Concepts
========

Classes interactions:

.. image:: _static/img/concepts_uml.png


Engine
------

The **core** of :mod:`Boostrap` is the class :class:`bootstrap.engines.engine.Engine` which contains training and evaluation methods that loop a given number of times over the provided dataset, model, optimizer and view.

The engine contains hooks calls that can be triggered at any time during the training and evaluation process. Each of the engine components are able to register hook functions.

.. code-block:: python

    engine.register_hook('train_on_update', display_learning_rate)


Also, we rely heavily on factories during the instantiation of the engine in order to provide optimal customizations:

.. code-block:: python

    engine = engines.factory()
    
    # dataset is a dictionary that contains all the needed datasets indexed by modes {train, eval}
    engine.dataset = datasets.factory(engine)

    # model includes a network, a criterion and a metric
    engine.model = models.factory(engine)

    engine.optimizer = optimizers.factory(engine.model, engine)

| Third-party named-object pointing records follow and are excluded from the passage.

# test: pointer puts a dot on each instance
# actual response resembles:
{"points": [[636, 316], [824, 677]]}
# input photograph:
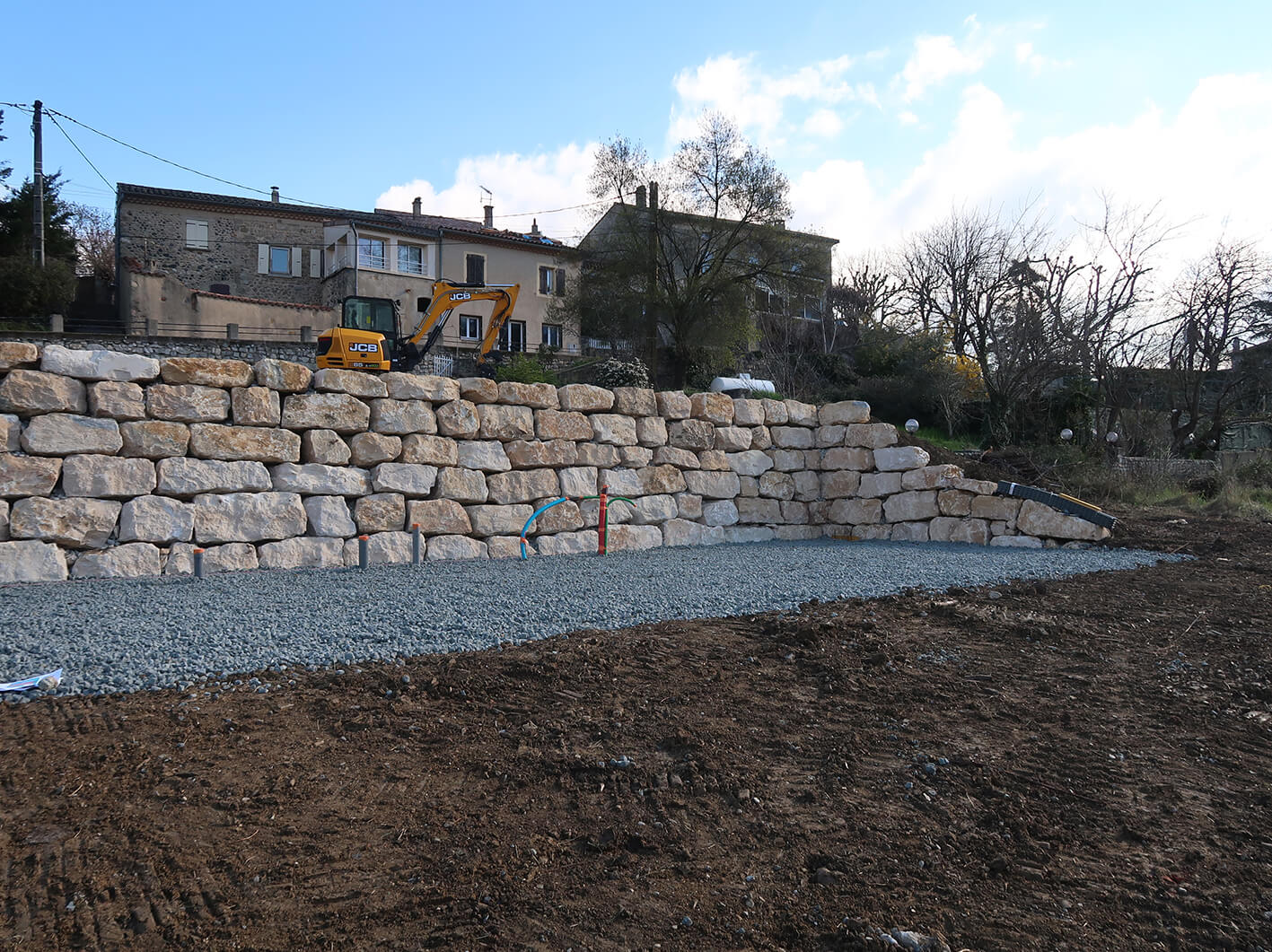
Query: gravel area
{"points": [[130, 634]]}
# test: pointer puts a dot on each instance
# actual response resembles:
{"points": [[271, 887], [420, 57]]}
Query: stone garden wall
{"points": [[118, 466]]}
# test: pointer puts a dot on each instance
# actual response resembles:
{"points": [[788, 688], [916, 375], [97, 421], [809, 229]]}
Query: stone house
{"points": [[195, 263]]}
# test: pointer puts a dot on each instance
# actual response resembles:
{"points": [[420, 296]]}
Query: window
{"points": [[371, 252], [196, 234], [552, 281], [409, 259], [280, 261]]}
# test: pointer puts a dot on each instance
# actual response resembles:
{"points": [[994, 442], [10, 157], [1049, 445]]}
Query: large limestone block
{"points": [[578, 481], [11, 433], [530, 454], [399, 417], [713, 485], [206, 371], [329, 516], [15, 354], [155, 519], [750, 463], [256, 406], [381, 512], [911, 506], [561, 424], [929, 476], [759, 510], [945, 528], [890, 459], [408, 478], [777, 485], [654, 510], [325, 446], [676, 457], [841, 485], [302, 553], [233, 557], [847, 458], [845, 412], [464, 485], [188, 403], [792, 438], [716, 408], [855, 511], [628, 537], [613, 429], [635, 402], [485, 455], [355, 383], [31, 562], [154, 439], [372, 449], [585, 398], [499, 520], [118, 400], [430, 450], [1001, 509], [505, 423], [78, 524], [249, 518], [317, 479], [673, 405], [31, 392], [64, 433], [533, 396], [454, 546], [382, 549], [98, 365], [691, 433], [879, 485], [872, 436], [27, 476], [326, 411], [478, 389], [243, 442], [1037, 519], [283, 375], [458, 418], [180, 476], [107, 476], [438, 518], [775, 412], [420, 387], [131, 561]]}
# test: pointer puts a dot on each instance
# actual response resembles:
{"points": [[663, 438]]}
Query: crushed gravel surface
{"points": [[128, 634]]}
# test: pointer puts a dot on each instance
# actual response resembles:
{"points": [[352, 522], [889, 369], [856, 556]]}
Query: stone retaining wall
{"points": [[118, 466]]}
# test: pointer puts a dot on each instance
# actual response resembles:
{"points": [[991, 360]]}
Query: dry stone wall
{"points": [[119, 466]]}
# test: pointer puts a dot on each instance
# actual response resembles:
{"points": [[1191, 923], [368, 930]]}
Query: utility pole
{"points": [[37, 244]]}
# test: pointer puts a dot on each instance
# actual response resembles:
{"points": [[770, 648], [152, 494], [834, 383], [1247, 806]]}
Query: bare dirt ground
{"points": [[1083, 764]]}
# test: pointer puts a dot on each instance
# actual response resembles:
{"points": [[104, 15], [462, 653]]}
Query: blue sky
{"points": [[883, 118]]}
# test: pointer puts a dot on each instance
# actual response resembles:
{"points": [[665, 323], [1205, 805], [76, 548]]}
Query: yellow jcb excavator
{"points": [[371, 337]]}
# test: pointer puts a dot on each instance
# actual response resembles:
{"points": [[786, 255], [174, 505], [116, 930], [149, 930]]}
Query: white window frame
{"points": [[192, 228]]}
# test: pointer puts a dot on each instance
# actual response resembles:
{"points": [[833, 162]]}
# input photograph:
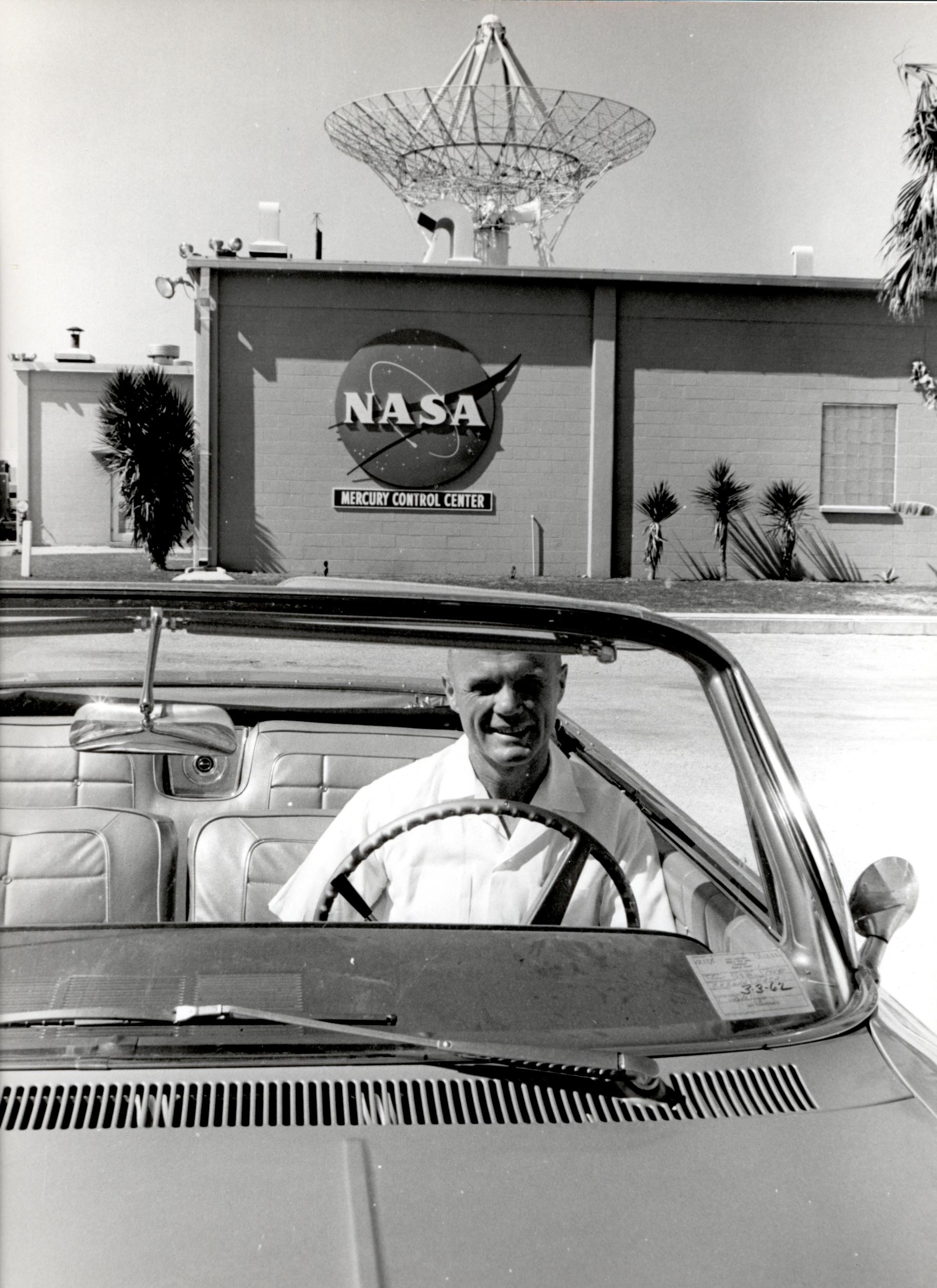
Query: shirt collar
{"points": [[557, 791]]}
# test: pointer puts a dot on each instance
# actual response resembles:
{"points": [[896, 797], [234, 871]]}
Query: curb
{"points": [[809, 624]]}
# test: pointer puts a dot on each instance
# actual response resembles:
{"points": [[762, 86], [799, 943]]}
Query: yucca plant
{"points": [[784, 504], [910, 244], [761, 554], [828, 558], [147, 430], [658, 506], [723, 496]]}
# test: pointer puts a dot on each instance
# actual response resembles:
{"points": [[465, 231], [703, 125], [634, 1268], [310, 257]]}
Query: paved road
{"points": [[857, 714]]}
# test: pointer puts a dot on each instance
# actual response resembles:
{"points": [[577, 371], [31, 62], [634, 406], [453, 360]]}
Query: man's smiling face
{"points": [[507, 704]]}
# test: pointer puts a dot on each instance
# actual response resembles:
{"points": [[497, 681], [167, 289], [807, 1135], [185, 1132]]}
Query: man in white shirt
{"points": [[484, 868]]}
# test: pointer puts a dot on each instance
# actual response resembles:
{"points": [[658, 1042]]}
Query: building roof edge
{"points": [[535, 275]]}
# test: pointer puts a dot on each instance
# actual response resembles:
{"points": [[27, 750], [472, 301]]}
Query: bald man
{"points": [[482, 868]]}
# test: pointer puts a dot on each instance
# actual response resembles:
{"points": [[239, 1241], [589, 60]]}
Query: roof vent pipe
{"points": [[802, 259]]}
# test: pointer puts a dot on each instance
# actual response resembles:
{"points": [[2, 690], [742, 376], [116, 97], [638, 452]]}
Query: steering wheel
{"points": [[555, 899]]}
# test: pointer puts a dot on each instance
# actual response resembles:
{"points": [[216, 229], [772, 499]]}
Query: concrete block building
{"points": [[71, 499], [624, 379], [621, 381]]}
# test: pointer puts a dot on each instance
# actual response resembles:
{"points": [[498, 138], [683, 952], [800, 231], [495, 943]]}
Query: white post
{"points": [[26, 549], [534, 548]]}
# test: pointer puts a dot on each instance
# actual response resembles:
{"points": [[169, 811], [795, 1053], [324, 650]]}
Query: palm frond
{"points": [[828, 558], [762, 556], [722, 495], [910, 244], [659, 504], [784, 503], [147, 430]]}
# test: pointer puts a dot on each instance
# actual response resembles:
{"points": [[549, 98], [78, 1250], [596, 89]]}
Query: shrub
{"points": [[658, 506], [723, 496], [828, 559], [147, 428], [762, 554]]}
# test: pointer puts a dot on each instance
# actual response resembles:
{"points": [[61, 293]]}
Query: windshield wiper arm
{"points": [[640, 1073], [79, 1015]]}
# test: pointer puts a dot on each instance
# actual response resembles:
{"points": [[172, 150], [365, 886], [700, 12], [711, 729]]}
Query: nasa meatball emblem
{"points": [[416, 409]]}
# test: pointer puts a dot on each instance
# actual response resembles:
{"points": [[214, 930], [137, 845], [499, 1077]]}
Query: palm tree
{"points": [[723, 496], [785, 504], [147, 428], [658, 506], [910, 244]]}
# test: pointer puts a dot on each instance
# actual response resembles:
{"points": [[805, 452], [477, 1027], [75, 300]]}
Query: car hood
{"points": [[809, 1198]]}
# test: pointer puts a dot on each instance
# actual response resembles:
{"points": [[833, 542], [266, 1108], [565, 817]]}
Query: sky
{"points": [[132, 127]]}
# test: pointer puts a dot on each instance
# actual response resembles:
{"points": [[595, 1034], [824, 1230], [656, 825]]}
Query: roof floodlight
{"points": [[166, 285]]}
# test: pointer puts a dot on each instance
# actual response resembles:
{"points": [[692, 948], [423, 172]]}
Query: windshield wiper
{"points": [[632, 1074], [78, 1015], [626, 1074]]}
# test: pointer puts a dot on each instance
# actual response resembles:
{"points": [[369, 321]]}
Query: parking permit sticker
{"points": [[748, 986]]}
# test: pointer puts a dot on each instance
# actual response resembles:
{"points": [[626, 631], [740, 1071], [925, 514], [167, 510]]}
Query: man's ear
{"points": [[450, 692]]}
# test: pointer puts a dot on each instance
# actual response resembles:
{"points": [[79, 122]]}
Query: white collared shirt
{"points": [[476, 868]]}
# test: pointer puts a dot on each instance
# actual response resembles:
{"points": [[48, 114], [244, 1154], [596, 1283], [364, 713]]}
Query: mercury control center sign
{"points": [[416, 410], [386, 499]]}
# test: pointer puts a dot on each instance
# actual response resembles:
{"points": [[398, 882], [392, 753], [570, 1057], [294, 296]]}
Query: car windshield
{"points": [[143, 876]]}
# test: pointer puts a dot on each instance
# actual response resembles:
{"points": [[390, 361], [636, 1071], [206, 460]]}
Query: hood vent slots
{"points": [[389, 1102], [774, 1089]]}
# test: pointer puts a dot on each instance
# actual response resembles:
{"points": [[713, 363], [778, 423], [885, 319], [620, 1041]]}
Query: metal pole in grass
{"points": [[535, 536], [26, 549]]}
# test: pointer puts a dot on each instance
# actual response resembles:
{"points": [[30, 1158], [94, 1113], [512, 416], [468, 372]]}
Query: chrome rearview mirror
{"points": [[880, 902], [174, 728]]}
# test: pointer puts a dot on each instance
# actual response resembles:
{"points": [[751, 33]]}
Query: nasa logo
{"points": [[416, 409]]}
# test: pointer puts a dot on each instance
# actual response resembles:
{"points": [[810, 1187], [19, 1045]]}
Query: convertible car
{"points": [[198, 1094]]}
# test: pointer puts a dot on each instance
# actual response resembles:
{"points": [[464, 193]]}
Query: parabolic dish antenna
{"points": [[508, 153]]}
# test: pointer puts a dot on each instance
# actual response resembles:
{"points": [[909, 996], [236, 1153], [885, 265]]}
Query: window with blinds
{"points": [[857, 455]]}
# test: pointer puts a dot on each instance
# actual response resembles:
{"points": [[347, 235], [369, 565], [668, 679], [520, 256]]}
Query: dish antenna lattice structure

    # view will save a view.html in the experiment directory
    # with some nice plots and curves to monitor training
    engine.view = views.factory(engine)


Execution flow:

.. image:: _static/img/concepts_graph.png

Dataset
-------

In Bootstrap, the dataset is fused with the data loader.

The only requirement for the dataset is to be of type :mod:`torch.utils.data.Dataset` and to have the method :mod:`make_batch_loader` which is called by the engine.

.. code-block:: python

    batch_loader = dataset.make_batch_loader()

    for i, batch in enumerate(batch_loader):
         # training or evaluation


Model
-----

The model is a torch.nn.Module composed of a network (ex: resnet152), a criterion (ex: nll) and a metric (ex: accuracy top1/top5).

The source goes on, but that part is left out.